Saint Michael’s volunteer and fundraiser, pictured with one of her therapy dogs, Puzzle, an 8 year old Leonberger.

“People’s faces light up when they see the dogs coming in to visit – it truly is such a special thing to be part of.

“I’ve been volunteering with Saint Michael’s for more than 15 years, when I got my first Leonberger – I’ve now got six of them and a Labrador, which keeps me busy!

“Patients and families love them – dogs offer unconditional love, without question or judgement, so people say things to a dog they might not say to a human.

“All the dogs come in as puppies to have a cuddle and get to know the patients – and then the patients actually name them, which is really special.

“The hospice is such an amazing place, I love visiting – three times a week I bring one of the dogs to day therapy, and I will often be asked by the nurses to take the dog upstairs to see someone staying on the inpatient unit.

“When someone puts their arms around the dog and relaxes – sometimes when they are very unwell and in their final days – it’s a moment you never forget.

“While I’ve seen the hospice grow over these 15 years, the atmosphere of care and love is just the same as when I first arrived.
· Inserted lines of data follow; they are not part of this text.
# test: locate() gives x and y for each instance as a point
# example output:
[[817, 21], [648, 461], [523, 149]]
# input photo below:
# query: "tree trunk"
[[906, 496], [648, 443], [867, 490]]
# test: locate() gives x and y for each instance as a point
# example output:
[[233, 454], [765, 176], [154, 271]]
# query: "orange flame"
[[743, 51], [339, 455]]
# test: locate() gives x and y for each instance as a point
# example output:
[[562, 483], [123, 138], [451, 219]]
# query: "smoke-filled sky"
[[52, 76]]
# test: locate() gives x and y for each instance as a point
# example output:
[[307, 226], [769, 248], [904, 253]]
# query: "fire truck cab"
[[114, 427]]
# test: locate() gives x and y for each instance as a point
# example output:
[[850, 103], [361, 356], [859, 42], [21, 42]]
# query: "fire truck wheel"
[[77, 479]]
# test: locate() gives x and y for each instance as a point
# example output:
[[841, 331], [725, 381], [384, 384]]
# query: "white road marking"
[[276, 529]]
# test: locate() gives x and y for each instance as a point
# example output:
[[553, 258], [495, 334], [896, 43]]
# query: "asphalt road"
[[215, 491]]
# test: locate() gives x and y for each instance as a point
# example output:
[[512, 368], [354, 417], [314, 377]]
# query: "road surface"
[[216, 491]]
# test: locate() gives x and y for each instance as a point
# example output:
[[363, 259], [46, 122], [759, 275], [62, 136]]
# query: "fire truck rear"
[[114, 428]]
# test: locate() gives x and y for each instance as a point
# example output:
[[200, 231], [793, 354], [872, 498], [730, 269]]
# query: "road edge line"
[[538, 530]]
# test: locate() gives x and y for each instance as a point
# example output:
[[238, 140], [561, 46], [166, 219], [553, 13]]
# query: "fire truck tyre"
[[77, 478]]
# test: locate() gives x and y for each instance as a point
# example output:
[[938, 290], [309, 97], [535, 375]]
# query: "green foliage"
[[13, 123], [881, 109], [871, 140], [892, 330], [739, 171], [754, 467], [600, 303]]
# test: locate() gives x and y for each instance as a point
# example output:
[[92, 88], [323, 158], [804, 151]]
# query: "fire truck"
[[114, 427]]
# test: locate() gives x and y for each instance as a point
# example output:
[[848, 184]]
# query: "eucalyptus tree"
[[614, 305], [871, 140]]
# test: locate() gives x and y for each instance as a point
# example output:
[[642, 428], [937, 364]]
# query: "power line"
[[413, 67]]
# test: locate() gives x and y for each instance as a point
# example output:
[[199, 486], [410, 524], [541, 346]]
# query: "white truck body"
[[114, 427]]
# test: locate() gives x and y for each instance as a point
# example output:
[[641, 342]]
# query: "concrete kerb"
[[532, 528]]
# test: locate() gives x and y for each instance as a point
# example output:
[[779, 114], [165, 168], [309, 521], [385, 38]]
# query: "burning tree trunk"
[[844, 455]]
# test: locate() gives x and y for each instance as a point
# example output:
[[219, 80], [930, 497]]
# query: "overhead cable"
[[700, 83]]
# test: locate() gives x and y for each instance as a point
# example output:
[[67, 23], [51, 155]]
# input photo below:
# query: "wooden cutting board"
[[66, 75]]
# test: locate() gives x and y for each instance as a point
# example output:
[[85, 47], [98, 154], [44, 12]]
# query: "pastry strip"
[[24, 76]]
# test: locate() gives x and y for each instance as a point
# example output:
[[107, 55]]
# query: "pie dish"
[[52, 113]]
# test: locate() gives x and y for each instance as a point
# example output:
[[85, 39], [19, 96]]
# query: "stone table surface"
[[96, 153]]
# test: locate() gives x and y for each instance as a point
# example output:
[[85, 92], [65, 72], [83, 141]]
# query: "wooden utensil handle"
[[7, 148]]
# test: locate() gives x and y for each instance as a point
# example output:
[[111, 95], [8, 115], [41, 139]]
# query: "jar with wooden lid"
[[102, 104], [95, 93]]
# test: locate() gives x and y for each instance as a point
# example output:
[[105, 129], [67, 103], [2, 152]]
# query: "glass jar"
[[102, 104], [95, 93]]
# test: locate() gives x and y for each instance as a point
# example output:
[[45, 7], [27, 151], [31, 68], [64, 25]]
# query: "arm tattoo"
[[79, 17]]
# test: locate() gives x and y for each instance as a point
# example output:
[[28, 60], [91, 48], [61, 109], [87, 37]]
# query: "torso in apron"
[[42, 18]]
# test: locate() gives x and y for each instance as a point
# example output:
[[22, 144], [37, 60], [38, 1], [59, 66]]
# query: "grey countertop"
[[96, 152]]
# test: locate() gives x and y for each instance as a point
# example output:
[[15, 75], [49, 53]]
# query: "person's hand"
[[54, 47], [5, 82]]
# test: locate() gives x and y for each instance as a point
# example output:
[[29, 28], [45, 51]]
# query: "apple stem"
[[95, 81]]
I feel incredibly privileged to be part of it.

“I give my time, but I think the dogs are the real stars – I’m just the person at the end of the lead!”

 

 

Kathy Newbould 

Saint Michael’s head of inpatient services.

“I started nursing on my 18th birthday, and my nursing life has been a joy, I have loved every moment of it.
“I remember coming to Saint Michael’s when the charity was based at the Convent of the Holy Child Jesus — it struck me what a warm, vibrant place it was.
“When we recognised the demand for the service, everyone within the team had the same intention and passion to get the charity established.
“It was exciting to move to Crimple House, which is now home to our hospice building, in 1994. Since then, we’ve grown so much in response to the needs of the community, reaching out to people in their  own homes.
“A highlight for me has been meeting and caring for people — getting to know patients as individuals, with their own lives and stories.
“As an organisation our values are our strength, particularly that we put patients at the heart of everything we do. I see us living these values day after day, and members of our team — whatever their role —  treating people and their families with kindness, consideration and care.
“Saint Michael’s journey has been amazing, and I consider it a privilege to have been part of it for 27 years.
“As we look to the future I often say that it is the end of the chapter, not the end of the book. There is so much more to come in Saint Michael’s story.”